Scenario: using winbindd to manage a machine account against a Windows AD server.
In busy AD deployments, it can take over 20 seconds for an AD server to respond to the NetrServerPasswordSet2 netlogon message for changing the machine account password.
In winbindd, NT_STATUS_IO_TIMEOUT fires after exactly 10 seconds.
This ends up with an inconsistent state: winbindd does not update its local password, but the AD server has updated its copy. So future preauthentication attempts fail.
The simplest solution to this issue is to have a longer timeout (30 seconds?).
However, there is also a more complex and potentially more robust solution. Windows clients do not have this issue against the same AD server, despite the long NetrServerPasswordSet2 response. One reason for this is (I believe) that they update the local machine account password immediately, rather than waiting for the AD server's response. If the new password fails on the next preauthentication attempt, it reverts to using the previous password.

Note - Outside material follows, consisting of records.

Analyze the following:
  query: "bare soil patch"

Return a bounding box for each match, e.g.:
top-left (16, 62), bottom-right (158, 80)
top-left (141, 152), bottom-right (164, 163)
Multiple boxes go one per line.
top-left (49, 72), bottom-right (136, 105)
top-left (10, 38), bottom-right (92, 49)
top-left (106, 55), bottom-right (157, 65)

Given that winbindd stores both the current and past password, could it behave in this way instead? i.e. update its local password on sending the request, and try both when it is next required (falling back to the previous password if necessary).
Windows also uses the old password for an hour or so,
I think winbindd should do the same. This way it works
without having to care about replication latency.
In other places we use a timeout of 35 senconds,
I think we should also use that here.
This is fixed with commit b9a15f1bfad30a824f9ec87bc9f7c65adf50dae0
in 4.0 and master.
A similar problem exists during net ads join. The timeout there also needs to be increased. I already have a patch for this, not sure if it already landed in master.
See 9755541ed156d71df98607375ee3b925266c3c74 for the net ads join piece.
Created attachment 9205 [details]
Patches for v3-6-test
Pushed to v3-6-test.
Closing out bug report.